Her face was currently fashionable. ‘Vintage’ according to the girl on the Chanel counter where she bought her lipstick (always remembering to throw the receipt away – her husband would not understand the outrageous expense).

She picked up the saucepan, walked from the kitchen into the sitting room and threw the soup all over her precious chair. She then went upstairs, into her bedroom and, without removing her clothes or her shoes, got into bed and stayed there for a year.

She didn’t know it would be a year. She climbed into bed thinking she would leave it again after half an hour, but the comfort of the bed was exquisite, the white sheets were fresh and smelled of new snow. She turned on her side towards the open window and watched the sycamore in the garden shed its blazing leaves.

She had always loved September.

She woke when it was getting dark, and she heard her husband shouting outside. Her mobile rang. The display showed that it was her daughter, Brianne. She ignored it. She pulled the duvet over her head and sang the words of Johnny Cash’s ‘I Walk The Line’.

When she next poked her head out from under the duvet, she heard her next-door neighbour Julie’s excited voice saying, ‘It’s not right, Brian.’

They were in the front garden.

Her husband said, ‘I mean, I’ve been to Leeds and back, I need a shower.’

‘Of course you do.’

Eva thought about this exchange. Why would driving to Leeds and back necessitate having a shower? Was the northern air full of grit? Or had he been sweating on the M1? Cursing the lorries? Screaming at tailgaters? Angrily denouncing whatever the weather was doing?

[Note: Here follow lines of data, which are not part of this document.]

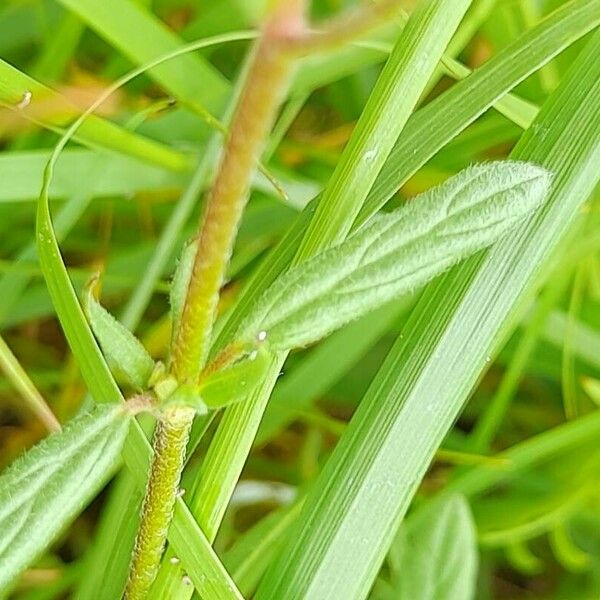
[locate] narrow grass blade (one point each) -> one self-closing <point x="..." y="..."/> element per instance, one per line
<point x="142" y="37"/>
<point x="19" y="378"/>
<point x="397" y="92"/>
<point x="396" y="253"/>
<point x="422" y="43"/>
<point x="365" y="488"/>
<point x="35" y="101"/>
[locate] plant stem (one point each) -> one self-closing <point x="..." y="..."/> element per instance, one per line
<point x="170" y="439"/>
<point x="267" y="81"/>
<point x="264" y="89"/>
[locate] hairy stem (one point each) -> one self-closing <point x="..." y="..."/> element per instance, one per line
<point x="170" y="440"/>
<point x="264" y="89"/>
<point x="266" y="84"/>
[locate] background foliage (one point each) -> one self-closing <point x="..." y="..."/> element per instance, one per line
<point x="513" y="485"/>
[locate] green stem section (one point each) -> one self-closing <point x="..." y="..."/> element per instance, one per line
<point x="266" y="84"/>
<point x="170" y="440"/>
<point x="267" y="81"/>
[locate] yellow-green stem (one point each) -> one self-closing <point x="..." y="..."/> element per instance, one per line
<point x="264" y="89"/>
<point x="170" y="439"/>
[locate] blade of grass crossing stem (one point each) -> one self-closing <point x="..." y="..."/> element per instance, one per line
<point x="432" y="127"/>
<point x="397" y="91"/>
<point x="404" y="76"/>
<point x="115" y="571"/>
<point x="355" y="506"/>
<point x="197" y="556"/>
<point x="429" y="130"/>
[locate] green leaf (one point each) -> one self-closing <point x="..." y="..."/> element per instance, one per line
<point x="180" y="284"/>
<point x="122" y="350"/>
<point x="396" y="253"/>
<point x="439" y="555"/>
<point x="430" y="372"/>
<point x="235" y="382"/>
<point x="45" y="489"/>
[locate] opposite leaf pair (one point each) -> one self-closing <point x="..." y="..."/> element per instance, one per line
<point x="392" y="254"/>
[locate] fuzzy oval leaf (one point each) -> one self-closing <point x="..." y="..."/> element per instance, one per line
<point x="397" y="252"/>
<point x="236" y="382"/>
<point x="41" y="492"/>
<point x="122" y="350"/>
<point x="438" y="557"/>
<point x="179" y="285"/>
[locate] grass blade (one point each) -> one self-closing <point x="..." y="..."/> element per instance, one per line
<point x="456" y="326"/>
<point x="52" y="110"/>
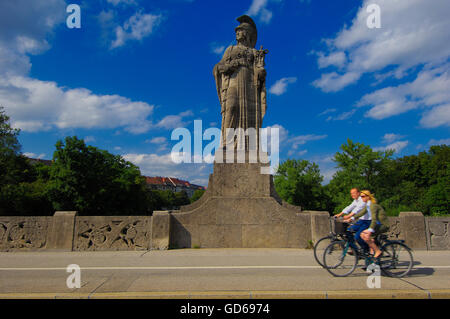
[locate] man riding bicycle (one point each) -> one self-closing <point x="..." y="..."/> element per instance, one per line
<point x="379" y="222"/>
<point x="356" y="207"/>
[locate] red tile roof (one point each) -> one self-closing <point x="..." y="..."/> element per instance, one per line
<point x="172" y="181"/>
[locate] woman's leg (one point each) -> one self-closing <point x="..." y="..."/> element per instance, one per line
<point x="367" y="237"/>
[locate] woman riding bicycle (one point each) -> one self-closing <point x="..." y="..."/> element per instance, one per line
<point x="379" y="222"/>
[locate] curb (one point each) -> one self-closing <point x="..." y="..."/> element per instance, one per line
<point x="337" y="294"/>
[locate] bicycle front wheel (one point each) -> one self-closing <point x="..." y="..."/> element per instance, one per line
<point x="396" y="259"/>
<point x="338" y="260"/>
<point x="319" y="248"/>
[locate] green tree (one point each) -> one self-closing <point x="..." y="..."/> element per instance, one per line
<point x="298" y="182"/>
<point x="181" y="198"/>
<point x="22" y="188"/>
<point x="95" y="182"/>
<point x="197" y="194"/>
<point x="358" y="166"/>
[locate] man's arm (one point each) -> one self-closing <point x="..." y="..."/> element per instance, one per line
<point x="347" y="210"/>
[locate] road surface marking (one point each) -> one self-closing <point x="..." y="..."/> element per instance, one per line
<point x="193" y="268"/>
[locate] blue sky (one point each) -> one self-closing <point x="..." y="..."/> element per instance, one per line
<point x="138" y="69"/>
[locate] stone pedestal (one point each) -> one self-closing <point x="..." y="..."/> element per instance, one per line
<point x="61" y="235"/>
<point x="240" y="209"/>
<point x="413" y="229"/>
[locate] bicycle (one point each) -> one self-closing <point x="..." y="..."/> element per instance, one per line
<point x="341" y="257"/>
<point x="322" y="243"/>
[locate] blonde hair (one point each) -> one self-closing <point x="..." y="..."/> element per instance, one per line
<point x="370" y="195"/>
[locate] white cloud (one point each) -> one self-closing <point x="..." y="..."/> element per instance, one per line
<point x="438" y="116"/>
<point x="89" y="139"/>
<point x="428" y="90"/>
<point x="36" y="105"/>
<point x="258" y="8"/>
<point x="390" y="137"/>
<point x="303" y="139"/>
<point x="327" y="111"/>
<point x="280" y="87"/>
<point x="397" y="146"/>
<point x="33" y="155"/>
<point x="162" y="165"/>
<point x="445" y="141"/>
<point x="413" y="33"/>
<point x="337" y="59"/>
<point x="333" y="82"/>
<point x="217" y="48"/>
<point x="122" y="2"/>
<point x="158" y="140"/>
<point x="343" y="116"/>
<point x="171" y="122"/>
<point x="136" y="27"/>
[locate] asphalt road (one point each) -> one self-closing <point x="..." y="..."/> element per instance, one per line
<point x="210" y="273"/>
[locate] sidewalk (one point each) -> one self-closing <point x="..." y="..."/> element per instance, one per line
<point x="209" y="274"/>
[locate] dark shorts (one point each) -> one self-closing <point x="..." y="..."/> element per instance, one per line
<point x="379" y="229"/>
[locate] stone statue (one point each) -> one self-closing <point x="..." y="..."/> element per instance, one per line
<point x="240" y="80"/>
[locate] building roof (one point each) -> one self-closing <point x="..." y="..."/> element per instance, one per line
<point x="170" y="181"/>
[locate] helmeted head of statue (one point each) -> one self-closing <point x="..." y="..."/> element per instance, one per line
<point x="246" y="32"/>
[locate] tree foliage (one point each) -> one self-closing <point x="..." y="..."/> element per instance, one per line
<point x="298" y="182"/>
<point x="94" y="182"/>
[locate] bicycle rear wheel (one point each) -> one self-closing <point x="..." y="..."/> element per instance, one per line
<point x="338" y="261"/>
<point x="319" y="248"/>
<point x="396" y="259"/>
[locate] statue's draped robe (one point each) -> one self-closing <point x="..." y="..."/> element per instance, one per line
<point x="242" y="93"/>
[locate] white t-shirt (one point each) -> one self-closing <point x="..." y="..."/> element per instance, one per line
<point x="356" y="206"/>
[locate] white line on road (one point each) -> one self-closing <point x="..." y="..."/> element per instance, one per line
<point x="194" y="267"/>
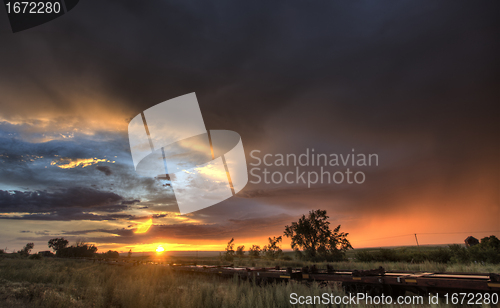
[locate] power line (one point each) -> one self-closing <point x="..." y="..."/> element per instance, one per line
<point x="412" y="234"/>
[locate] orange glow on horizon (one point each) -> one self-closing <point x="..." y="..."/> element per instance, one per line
<point x="160" y="249"/>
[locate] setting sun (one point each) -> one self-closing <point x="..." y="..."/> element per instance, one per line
<point x="160" y="249"/>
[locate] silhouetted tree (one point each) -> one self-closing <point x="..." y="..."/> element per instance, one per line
<point x="229" y="255"/>
<point x="273" y="250"/>
<point x="254" y="251"/>
<point x="240" y="251"/>
<point x="313" y="236"/>
<point x="26" y="249"/>
<point x="58" y="243"/>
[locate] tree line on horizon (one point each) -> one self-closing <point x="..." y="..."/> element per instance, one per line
<point x="311" y="240"/>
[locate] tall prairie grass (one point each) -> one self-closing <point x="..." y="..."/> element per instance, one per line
<point x="77" y="283"/>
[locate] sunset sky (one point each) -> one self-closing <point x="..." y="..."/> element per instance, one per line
<point x="416" y="83"/>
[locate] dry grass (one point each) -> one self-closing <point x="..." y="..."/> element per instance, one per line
<point x="72" y="283"/>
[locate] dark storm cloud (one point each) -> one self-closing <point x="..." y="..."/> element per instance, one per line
<point x="188" y="231"/>
<point x="104" y="169"/>
<point x="43" y="201"/>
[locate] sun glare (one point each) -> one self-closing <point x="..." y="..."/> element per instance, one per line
<point x="160" y="249"/>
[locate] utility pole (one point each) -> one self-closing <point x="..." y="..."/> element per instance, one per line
<point x="417" y="243"/>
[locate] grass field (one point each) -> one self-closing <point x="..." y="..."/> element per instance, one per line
<point x="52" y="282"/>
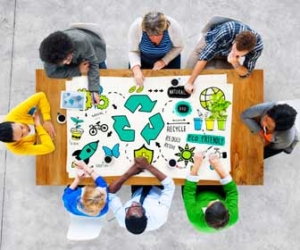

She switched on the bedside lamp.

This provoked another episode of shouting outside, and demands that she, ‘Stop playing silly buggers and unbolt the door!’

She realised that, although she wanted to go downstairs and let him in, she couldn’t actually leave the bed. She felt as though she had fallen into a vat of warm quick-setting concrete, and that she was powerless to move. She felt an exquisite languor spread throughout her body, and thought, ‘I would have to be mad to leave this bed.’

There was the sound of breaking glass. Soon after, she heard Brian on the stairs.

He shouted her name.

She didn’t answer.

He opened the bedroom door. ‘There you are,’ he said.

‘Yes, here I am.’

‘Are you ill?’

‘No.’

Why are you in bed in your clothes and shoes? What are you playing at?’

‘I don’t know’

‘It’s empty-nest syndrome. I heard it on Woman’s Hour.’ When she didn’t speak, he said, Well, are you going to get up?’

‘No, I’m not.’

He asked, ‘What about dinner?’

‘No thanks, I’m not hungry.’

‘I meant what about my dinner? Is there anything?’ She said, ‘I don’t know, look in the fridge.’ He stomped downstairs. She heard his footsteps on the laminate floor he’d laid so ineptly the year before. She knew by the squeak of the floorboards that he’d gone into the sitting room. Soon he was stomping back up the stairs.

‘What the bloody hell has happened to your chair?’ he asked.

‘Somebody left a soup spoon on the arm.

‘There’s soup all over the bloody thing.’

‘I know I did it myself.’

‘What – threw the soup?’

Eva nodded.

‘You’re having a nervous breakdown, Eva. I’m ringing your mum.’